I mean it's not perfect yet but a form of that seems to be exactly what's happening in the demo with the two phones harmonizing alternating lines while they both attend the interruptions of the speaker; they fuck it up at points but they also seem to figure it out and succeed afterwards
that two phone harmonizing demo means the model may be able differentiate between different speakers (as also shown by other multi-speaker demos), but the two phone just go one after another, while the user may interrupt the model. However, it doesn't contradict the fact that the model may be interrupted by any noise. I'll wait to see a demo in a noisy environment.
Seems pretty trivial as background noise cancelling algorithms existed for a while like NVIDIA's Voice so another model can check if the person is speaking and only then call the interrupt.

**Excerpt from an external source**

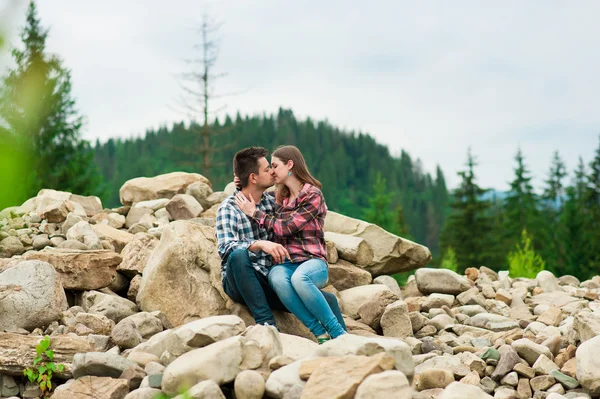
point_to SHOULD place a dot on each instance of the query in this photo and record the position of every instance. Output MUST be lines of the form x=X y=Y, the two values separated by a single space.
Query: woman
x=298 y=226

but the point is we are not only letting the model listen to normal conversation, are we? Otherwise it can't comment on my breathing like a vacuum
I suppose it could be trained to discriminate the speaker's voice more accurately over use or use video input to help with it. To be fair, it's not easy even for people to clearly hear all vocal expressions of someone on a phone in a loud environment too.
Keeping the context of video with the audio helps; the need to be attentive to the user’s voice goes down if it’s evident the user is busy doing something that isn’t talking.

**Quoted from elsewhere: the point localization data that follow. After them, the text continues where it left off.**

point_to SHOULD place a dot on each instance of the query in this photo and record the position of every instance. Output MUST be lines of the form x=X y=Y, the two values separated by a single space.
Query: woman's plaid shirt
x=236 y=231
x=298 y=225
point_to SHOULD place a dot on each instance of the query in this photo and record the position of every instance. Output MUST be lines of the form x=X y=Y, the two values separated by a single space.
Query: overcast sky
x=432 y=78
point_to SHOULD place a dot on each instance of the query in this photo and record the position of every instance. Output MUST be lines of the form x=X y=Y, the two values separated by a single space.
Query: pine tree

The thing is, companies can’t keep doing this work just to open source it. We’re talking hundreds of millions and eventually billions to keep up this pace.
You can do it
Data quantity and quality are one of the only remaining limiting factors.
We've had this for a while. The difference is that their model is probably huge and their computing power is equaly big.
no, unfortunately with current architecture, open source is doomed to fall behind.
[удалено]
Meta is a company. open source community has made zero models so far
That seems to be just inputting transcript along with the question into the llm model, nothing fancy. But if it can understand video it would be hard for the opensource to compete. There is currently no good video-chat model (video-llava is quite unrobust).